Natwest set to return to full private ownership in first half of next year after 2008 taxpayer rescue

Natwest will return to full private ownership in the first half of next year. Chief executive Paul Thwaite said it would be a ‘symbolic moment’ for banking.

He said it would be the ‘closing of another chapter’ for the industry after the lender – then known as Royal Bank of Scotland – became the most visible UK victim of the global financial crisis in 2008.

Rescued by the taxpayer, it was at one point 84 per cent state-owned but the stake has gradually been sold down and has now shrunk to less than 11 per cent.

Thwaite told the Financial Times Global Banking Summit: ‘I think we’re on a very fast trajectory to private ownership and I’m very proud of that.’

Asked whether he would celebrate, he said: ‘I probably should take a moment at the time but I’m so focused on what we can do with the bank for the future.’

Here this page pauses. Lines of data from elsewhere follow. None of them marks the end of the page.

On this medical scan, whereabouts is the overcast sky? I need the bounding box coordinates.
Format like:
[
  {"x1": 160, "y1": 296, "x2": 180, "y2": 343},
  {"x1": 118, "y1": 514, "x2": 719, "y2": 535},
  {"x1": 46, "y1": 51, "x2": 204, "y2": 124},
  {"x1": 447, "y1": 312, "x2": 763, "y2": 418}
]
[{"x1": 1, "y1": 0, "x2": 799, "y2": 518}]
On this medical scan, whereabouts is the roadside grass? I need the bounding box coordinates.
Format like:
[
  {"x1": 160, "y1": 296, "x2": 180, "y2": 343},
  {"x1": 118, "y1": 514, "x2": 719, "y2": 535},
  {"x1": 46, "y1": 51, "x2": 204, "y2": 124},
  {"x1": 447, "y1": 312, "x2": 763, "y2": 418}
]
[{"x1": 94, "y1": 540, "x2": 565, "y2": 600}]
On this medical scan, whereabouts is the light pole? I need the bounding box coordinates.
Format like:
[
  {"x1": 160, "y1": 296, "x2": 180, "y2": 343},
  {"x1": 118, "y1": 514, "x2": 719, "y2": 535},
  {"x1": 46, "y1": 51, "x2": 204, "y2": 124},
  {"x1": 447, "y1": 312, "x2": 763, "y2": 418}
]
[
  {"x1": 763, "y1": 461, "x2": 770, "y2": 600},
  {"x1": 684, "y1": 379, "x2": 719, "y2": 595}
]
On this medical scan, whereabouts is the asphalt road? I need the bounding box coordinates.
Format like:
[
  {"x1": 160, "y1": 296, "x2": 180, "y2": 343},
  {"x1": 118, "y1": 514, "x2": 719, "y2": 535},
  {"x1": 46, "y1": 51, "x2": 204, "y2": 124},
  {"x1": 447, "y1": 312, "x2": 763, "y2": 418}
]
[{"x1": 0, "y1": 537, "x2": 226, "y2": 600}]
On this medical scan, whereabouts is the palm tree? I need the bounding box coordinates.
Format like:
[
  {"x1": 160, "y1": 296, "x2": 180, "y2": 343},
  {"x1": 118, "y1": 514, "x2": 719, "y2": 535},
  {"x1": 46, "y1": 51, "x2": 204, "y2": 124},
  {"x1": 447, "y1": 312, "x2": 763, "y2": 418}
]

Natwest shares rose 0.3 per cent to 407.7p – the highest level since 2011. They are up nearly 90 per cent this year and have more than doubled since last autumn. 

New chapter: Natwest, led by chief exec Paul Thwaite (pictured), became the most visible UK victim of the global financial crisis in 2008

Thwaite also revealed the bank would look at ‘financially compelling’ takeover opportunities as it builds up cash.

He cast doubt on how the Government would achieve its growth ambitions amid fears that Labour’s £25billion Budget raid on employer National Insurance will hit jobs and investment, and push up prices.

Thwaite is the bank’s fourth boss since its 2008 bail-out. Chairman Rick Haythornthwaite described the period of government ownership as a ‘sorry tale’.

Now, however, the end is in sight, Thwaite has confirmed. He said: ‘People can see the rate at which shares are being trickled into the market.

‘I think it’s reasonable to expect that in the absence of a big dislocation in economic events, we’ll be back to private ownership next year, maybe as early as the first half of the year.

‘That will be a great moment – it will be really symbolic for all of us at the bank. 

‘I also think it will be a symbolic moment for the sector because it will be another chapter. 

‘It seems incredible to think back to 2008, but it will be another kind of closing of another chapter.’

Meanwhile, Thwaite said that while he was ‘encouraged’ by measures in the Budget to boost growth over coming years, the Government’s National Insurance hike would take its toll over the shorter term.

He added: ‘Everybody agrees we need growth.

‘The intention, the objective, is the right one. The path to that, I think, is slightly less clear than the intention.’